Mattress Run

hotels and writing spaces

Absent lackluster hotel rooms, I don’t know that I ever would have finished writing a book.

Things I love about cities: endless walking. Lunches alone and quick snacks. Museums and architecture. Endless exploring. But also: quiet rooms in hotels, chambers that could be anywhere except for when you look out the window and maybe if you’re lucky you glimpse something that anchors you in a specific place — at least until you turn back to the room and see that print that you’ve seen in so many other hotel rooms. Today I’m in a room in an industrial park in south Tempe. It’s near where I work, and near where I live, but I am at this hotel today on a writer’s retreat. I need to finish two projects.

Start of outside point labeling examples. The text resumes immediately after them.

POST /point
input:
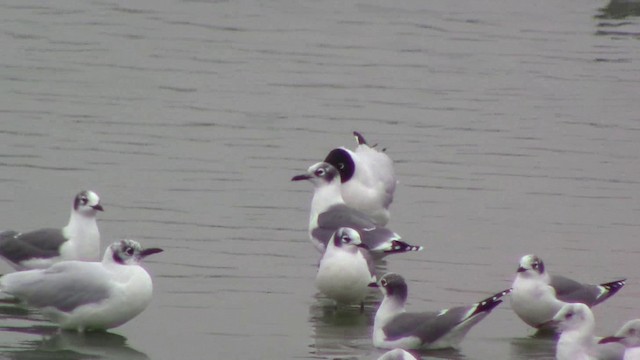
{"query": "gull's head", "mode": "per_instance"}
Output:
(531, 265)
(393, 286)
(87, 203)
(573, 317)
(342, 160)
(129, 252)
(629, 333)
(346, 236)
(319, 174)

And also, I am only one night way from renewing my status with Marriott, and for $87 at a Fairfield Inn at an industrial park, that guarantee of 4 PM check-outs for another year seems like a bargain.

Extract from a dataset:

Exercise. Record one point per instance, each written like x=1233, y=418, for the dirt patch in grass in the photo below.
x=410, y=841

So, I’ve spent the day writing. A hotel room that could be anywhere helps with focus: there is no dog to invite me to another walk, no snacks calling from another part of the house or building, no distractions of the bookcase or the outdoors, just a room with blue carpet and taupe walls to engender a focus that seems to propel the words from me.

In my current life I spend most of my day at an office. I am fond of the place, it has been good to me, and I like the people I work with, but I am always on. The creativity that silence breeds can be elusive. Finding time and motive to write is challenging. But not today. I am on a mattress run become a writer’s retreat, and I’ve never appreciated an industrial park hotel room so much.